Blaze can't fight his smirk.
The bastard has never been able to hide his emotions—every thought he has plays across his face like a goddamn theater production, all dramatic expressions and barely contained enthusiasm for whatever chaos is unfolding around him.
He lowers his blades, sliding them back into the concealed sheaths along his forearms with practiced ease.
"First time I've smelled an Omega and actually enjoyed their aroma," he says, and the appreciation in his voice makes something hot and violent coil in my chest. "Not to mention she's a dual wielder.
" His golden-brown eyes glitter with something that looks disturbingly like admiration.
"Never met a woman who can out-swordplay me. "
"She didn't out-swordplay you," I snap. "You were late."
"Thirty-seven seconds late," Blaze agrees cheerfully. "And in those thirty-seven seconds, she took down six armed men without breaking a sweat. That's not out swordplaying me—that's fucking art."
The admiration is getting worse.
I can hear it building in his voice, see it sparking in his eyes, feel it radiating off him in waves that make me want to punch something.

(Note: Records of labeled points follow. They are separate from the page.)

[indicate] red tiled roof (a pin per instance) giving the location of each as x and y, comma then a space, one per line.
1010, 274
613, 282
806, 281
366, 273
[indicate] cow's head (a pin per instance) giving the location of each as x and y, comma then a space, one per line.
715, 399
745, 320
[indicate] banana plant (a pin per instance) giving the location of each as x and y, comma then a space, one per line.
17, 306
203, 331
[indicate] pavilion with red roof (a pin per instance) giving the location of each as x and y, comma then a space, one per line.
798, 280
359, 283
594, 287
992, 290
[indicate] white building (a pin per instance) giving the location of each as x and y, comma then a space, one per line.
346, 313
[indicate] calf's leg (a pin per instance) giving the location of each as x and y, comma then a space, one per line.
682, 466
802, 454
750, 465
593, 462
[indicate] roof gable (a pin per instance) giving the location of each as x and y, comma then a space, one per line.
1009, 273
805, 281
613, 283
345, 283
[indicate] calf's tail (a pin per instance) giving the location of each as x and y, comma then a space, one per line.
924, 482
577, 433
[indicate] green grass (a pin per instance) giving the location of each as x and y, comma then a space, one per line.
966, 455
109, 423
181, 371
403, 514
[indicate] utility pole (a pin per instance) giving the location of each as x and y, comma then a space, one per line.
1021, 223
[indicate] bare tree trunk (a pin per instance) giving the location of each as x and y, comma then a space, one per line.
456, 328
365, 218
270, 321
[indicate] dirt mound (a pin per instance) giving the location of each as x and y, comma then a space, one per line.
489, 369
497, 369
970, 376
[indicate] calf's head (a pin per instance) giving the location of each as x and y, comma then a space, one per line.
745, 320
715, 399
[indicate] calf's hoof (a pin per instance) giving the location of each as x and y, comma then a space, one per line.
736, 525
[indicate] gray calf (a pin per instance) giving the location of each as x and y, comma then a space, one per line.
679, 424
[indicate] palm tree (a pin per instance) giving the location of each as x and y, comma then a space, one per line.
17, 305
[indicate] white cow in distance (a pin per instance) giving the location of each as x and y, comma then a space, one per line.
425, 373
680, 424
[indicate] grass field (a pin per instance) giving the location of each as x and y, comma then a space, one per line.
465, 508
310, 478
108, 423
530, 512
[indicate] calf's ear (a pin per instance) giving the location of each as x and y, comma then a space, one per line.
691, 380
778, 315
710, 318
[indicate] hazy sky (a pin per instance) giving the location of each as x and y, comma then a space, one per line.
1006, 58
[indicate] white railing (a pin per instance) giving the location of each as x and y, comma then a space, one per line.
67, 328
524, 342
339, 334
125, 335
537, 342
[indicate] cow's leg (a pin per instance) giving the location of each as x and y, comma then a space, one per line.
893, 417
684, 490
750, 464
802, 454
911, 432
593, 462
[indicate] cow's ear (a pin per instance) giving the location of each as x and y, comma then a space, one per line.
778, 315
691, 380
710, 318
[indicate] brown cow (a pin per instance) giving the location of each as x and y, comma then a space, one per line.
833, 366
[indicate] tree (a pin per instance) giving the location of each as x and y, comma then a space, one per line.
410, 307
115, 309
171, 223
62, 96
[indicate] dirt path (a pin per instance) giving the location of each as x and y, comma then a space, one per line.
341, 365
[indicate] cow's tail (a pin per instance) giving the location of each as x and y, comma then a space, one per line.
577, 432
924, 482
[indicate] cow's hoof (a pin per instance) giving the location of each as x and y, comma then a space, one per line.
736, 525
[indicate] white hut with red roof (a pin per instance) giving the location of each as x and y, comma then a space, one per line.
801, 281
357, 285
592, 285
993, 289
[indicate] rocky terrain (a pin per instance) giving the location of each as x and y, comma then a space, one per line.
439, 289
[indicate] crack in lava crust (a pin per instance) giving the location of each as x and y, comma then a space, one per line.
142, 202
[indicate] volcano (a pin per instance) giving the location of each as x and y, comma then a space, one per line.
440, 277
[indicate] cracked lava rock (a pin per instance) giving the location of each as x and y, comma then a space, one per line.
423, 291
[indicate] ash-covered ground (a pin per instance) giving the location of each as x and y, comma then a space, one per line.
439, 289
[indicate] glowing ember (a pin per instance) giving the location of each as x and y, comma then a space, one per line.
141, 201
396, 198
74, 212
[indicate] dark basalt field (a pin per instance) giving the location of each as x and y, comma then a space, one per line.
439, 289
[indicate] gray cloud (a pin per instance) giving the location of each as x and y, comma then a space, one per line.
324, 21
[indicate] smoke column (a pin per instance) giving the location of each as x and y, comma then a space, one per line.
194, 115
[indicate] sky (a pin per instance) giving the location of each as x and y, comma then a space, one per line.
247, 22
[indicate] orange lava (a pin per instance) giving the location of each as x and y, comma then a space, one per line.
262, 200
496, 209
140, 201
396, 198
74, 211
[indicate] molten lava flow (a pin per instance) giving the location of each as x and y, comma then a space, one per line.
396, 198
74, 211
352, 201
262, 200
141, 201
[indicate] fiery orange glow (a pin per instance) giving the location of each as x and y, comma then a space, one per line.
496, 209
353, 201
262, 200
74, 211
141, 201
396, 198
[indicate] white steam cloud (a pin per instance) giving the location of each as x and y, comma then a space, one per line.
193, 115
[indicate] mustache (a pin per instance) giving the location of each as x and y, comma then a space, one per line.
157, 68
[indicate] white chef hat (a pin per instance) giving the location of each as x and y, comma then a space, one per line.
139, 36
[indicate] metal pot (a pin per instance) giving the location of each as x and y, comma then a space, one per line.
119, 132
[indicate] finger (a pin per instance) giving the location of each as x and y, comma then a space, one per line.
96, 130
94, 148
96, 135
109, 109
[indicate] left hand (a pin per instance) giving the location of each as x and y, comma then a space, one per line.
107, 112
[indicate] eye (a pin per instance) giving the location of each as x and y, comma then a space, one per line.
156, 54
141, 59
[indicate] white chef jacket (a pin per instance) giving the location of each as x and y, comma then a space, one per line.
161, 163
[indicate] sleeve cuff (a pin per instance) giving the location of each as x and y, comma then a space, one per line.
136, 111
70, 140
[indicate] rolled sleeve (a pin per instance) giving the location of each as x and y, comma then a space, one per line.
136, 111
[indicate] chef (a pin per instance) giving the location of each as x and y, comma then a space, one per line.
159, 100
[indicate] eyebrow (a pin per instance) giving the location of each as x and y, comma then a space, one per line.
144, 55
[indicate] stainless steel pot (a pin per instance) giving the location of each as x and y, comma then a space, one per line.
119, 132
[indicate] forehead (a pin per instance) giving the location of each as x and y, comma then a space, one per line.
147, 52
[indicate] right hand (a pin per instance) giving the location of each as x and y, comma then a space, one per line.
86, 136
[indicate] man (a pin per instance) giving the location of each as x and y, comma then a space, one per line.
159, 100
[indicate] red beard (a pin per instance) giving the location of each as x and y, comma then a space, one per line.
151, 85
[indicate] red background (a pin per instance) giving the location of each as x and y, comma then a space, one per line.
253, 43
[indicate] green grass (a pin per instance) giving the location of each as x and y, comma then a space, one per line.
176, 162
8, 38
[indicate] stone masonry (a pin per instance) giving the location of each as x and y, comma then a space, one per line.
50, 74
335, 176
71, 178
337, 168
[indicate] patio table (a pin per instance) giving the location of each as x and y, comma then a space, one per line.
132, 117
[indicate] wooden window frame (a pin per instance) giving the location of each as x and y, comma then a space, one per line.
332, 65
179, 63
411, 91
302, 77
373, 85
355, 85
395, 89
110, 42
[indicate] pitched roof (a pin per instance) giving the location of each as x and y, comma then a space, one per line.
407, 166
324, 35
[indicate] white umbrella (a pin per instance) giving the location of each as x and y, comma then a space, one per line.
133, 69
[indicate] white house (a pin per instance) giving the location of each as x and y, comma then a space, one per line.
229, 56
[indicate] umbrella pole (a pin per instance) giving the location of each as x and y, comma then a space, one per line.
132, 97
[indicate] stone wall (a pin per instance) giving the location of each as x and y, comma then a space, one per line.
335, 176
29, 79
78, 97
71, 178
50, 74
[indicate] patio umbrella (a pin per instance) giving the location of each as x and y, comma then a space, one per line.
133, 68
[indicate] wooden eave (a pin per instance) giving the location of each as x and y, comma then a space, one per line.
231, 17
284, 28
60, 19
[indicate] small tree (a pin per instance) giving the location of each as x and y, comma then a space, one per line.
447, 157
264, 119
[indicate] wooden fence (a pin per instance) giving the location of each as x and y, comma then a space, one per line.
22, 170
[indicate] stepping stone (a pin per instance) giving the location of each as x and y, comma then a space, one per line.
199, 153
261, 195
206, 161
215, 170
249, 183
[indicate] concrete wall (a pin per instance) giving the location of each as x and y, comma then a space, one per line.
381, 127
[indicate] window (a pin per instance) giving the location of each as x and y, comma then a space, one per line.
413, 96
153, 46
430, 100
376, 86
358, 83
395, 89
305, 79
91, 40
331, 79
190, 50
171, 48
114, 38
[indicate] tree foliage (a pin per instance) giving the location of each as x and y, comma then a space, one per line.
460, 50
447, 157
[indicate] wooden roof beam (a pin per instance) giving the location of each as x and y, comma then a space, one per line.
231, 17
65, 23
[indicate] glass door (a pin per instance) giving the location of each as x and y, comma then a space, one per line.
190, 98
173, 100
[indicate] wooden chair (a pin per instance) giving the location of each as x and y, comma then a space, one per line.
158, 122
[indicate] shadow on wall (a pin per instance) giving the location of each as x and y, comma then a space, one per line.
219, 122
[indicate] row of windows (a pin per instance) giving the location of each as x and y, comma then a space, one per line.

"Get your hardened cock out of my face," I growl, "and don't fall in love with a cynical Omega who decided to show off."
Blaze laughs.
The sound is bright, genuine, and completely inappropriate for the situation.
"You weren't in the slightest bit turned on by that?"
I don't answer.
Can't answer.
Because the truth is—and I will take this to my grave, will burn it out of my brain with sheer force of will if I have to—I was turned on.
Impossibly.
Devastatingly.
The moment she moved, the moment that first blade caught the light and started cutting through flesh like butter, something ancient and primal woke up in my chest and started wanting.
She fought like a dancer.
Like violence was choreography.
Like every step, every spin, every devastating strike was part of a performance designed specifically to destroy me.
And when she pressed that blade against my throat—when her mismatched eyes locked with mine, blue and green and absolutely fucking feral—I felt something I haven't felt in years.
Alive.
I force the memory down.
Bury it deep.
Lock it in the vault where I keep all the other things I'm not allowed to feel.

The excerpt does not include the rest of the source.